Именно воспринимаемые отношения самих вещей в опыте дают материал познания, и момент восприятия данного ему отношения вещей поздний, логический позитивизм Рассела и Витгенштейна назовет «фактом», а его содержание – действительностью. Это очень важный момент – подчиняясь опосредованному знанию, мы имеем дело не с реальностью, и именно с действительностью. Разница в том, что действительность дана нам в ощущениях как взаимодействие нашего воспринимающего тела с остальной воспринимаемой реальностью. Телесный опыт нам дан как некий постоянный эквивалент, а то что привходит нам извне разменивается нами на эту валюту чувственности – но что именно нам приходит, мы не знаем. Реальность не дана нам в опосредованном знании рассудка как таковая – в этом великое открытие Канта. Но это отнюдь не значит, что она, как некая трансцендентность, не дана нам вообще. Мы сами – вещи в себе, мы сами – часть реальности. И, при определенных условиях, она дана нам непосредственно, о чем будет сказано в четвертой главе.

Таким образом, рассудку на самом деле нечего предписывать природе и Локк, Бэкон и Гоббс в своем наивном психологическом описании происхождения знания из опыта были гораздо ближе к действительности, чем Кант и тем более Гегель. Но при этом эмпирическое познание дает нам не истину, а только знание действительности, которое позволяет нам понимать – как воздействует внешняя реальность на нас и как мы можем воздействовать на нее с тем чтобы получить заранее прогнозируемый результат. Этот принцип будет возведен в критерий достоверности знания поздними позитивистами 20 века, как принцип верификации. Иначе этот критерий можно назвать как критерий адекватности.

А теперь вернемся к главному вопросу данного исследования: чем отличается сон от яви и что дает нам доступ к истине? Применительно к науке, мы должны рассмотреть именно, гарантирует ли она нам отличие сна от яви и доступ к истине, и как с точки зрения истина соотносится со сновидениями. Как мы уже видели, сновидения, как заведомо относящиеся к иррациональной стороне человеческой жизни, уже самому здравому смыслу представляются максимально далеко отстоящими от истины, не имеющими к ней никакого отношения. Языком Канта можно было сказать, что трансцендентальная способность воображения, не имея необходимой пищи в непосредственном восприятии, использует субстрат памяти для своей игры, синтезируя все возможные ощущения и представления, не всегда сообразуясь, однако, с правилами рассудка и логики. Так, во сне бывшее может стать не бывшим, любой объект может потерять свою прежнюю форму и тождественность, самый субъект может сменить свою идентичность. Вряд ли такой уж редкий случай, чтобы спящий, видя во сне другого человека, как бы вселяется в него и уже думает, чувствует и действует как тот, в кого он вселился и даже вспоминает то, что помнит реципиент – а о себе настоящем, исходном как бы забывает.
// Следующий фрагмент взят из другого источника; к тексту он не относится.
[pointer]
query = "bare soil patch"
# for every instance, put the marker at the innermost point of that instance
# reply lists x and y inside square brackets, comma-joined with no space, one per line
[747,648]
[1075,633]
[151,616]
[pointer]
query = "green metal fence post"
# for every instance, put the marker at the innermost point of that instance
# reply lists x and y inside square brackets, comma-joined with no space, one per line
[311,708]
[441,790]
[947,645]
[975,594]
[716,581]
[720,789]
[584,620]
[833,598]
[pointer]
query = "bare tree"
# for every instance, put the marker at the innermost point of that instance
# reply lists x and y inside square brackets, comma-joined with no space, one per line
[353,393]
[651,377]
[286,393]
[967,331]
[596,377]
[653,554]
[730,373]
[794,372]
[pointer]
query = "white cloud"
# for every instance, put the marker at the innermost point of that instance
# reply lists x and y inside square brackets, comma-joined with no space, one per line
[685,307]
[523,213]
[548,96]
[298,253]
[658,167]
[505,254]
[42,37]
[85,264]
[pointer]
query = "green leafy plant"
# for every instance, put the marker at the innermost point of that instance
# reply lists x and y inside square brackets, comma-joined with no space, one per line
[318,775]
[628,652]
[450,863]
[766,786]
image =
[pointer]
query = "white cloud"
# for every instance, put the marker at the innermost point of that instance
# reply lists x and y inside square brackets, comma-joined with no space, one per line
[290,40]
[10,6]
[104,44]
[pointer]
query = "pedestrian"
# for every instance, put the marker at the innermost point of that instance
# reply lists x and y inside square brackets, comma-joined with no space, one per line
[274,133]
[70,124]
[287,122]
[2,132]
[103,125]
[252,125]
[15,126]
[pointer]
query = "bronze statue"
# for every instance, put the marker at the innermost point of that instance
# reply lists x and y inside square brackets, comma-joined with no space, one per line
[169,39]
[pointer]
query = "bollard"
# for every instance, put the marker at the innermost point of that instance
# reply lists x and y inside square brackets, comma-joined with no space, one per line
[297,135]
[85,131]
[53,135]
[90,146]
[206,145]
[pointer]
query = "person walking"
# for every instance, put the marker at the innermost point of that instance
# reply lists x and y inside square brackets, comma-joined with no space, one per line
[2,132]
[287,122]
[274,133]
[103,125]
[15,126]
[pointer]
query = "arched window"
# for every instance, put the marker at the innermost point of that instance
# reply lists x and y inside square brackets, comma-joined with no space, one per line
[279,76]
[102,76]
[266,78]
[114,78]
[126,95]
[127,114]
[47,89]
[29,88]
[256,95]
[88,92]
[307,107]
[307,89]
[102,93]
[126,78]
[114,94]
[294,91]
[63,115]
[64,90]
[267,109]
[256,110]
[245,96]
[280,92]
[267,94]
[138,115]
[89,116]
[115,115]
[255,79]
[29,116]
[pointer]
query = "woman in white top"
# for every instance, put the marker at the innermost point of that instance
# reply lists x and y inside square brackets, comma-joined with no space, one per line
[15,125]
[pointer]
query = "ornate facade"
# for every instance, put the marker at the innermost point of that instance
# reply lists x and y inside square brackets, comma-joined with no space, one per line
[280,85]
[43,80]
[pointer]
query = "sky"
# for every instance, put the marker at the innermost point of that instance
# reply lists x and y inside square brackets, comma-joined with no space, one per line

Смена же мест и обрыв причинно-следственных связей, нарушение физических законов – эти события происходят во сне повсеместно, но обычно не вызывают никакого удивления, а воспринимаются естественно, и даже используются адекватным образом для достижения тех или иных целей – или для того чтобы избежать неприятных последствий происходящего.

С точки зрения материализма – сон есть измененное состояние сознания, в котором остаточная мозговая активность, во время отдыха, сопровождающегося глубоким расслаблением тела и блокадой телесного восприятия, испытывает зрительные и иногда другие виды галлюцинаций. С точки зрения феноменологического позитивизма, описанного в критике чистого опыта – самого здравого из всех критических подходов; сон можно назвать состоянием более фундаментальным, чем бодрствование. Как так?

И в бодрствовании, и во сне мы имеем дело с ощущениями. Разница только в степени интенсивности, четкости, количестве предметов, попадающих в поле внимания и удерживаемых в памяти. Сон – состояние смутного, смазанного восприятия. Но так ли это на самом деле? Как ученые исследователи, мы как правило имеем дело со сном либо наблюдая за физиологическими параметрами спящего, поведением его тела – но не его сознания. Мы можем изучать активность нервной системы, возбуждение тех или иных зон ЦНС, мы можем измерять микро активность мышц – но все эти исследования уходят в дурную бесконечность, поскольку дают мозаичную картину, полную лакун и не имеющую порядка для внешнего наблюдателя. Спящий не презентует таковой в какой-либо знаковой системе вовне – он презентует ее исключительно самому восприятию внутри сна.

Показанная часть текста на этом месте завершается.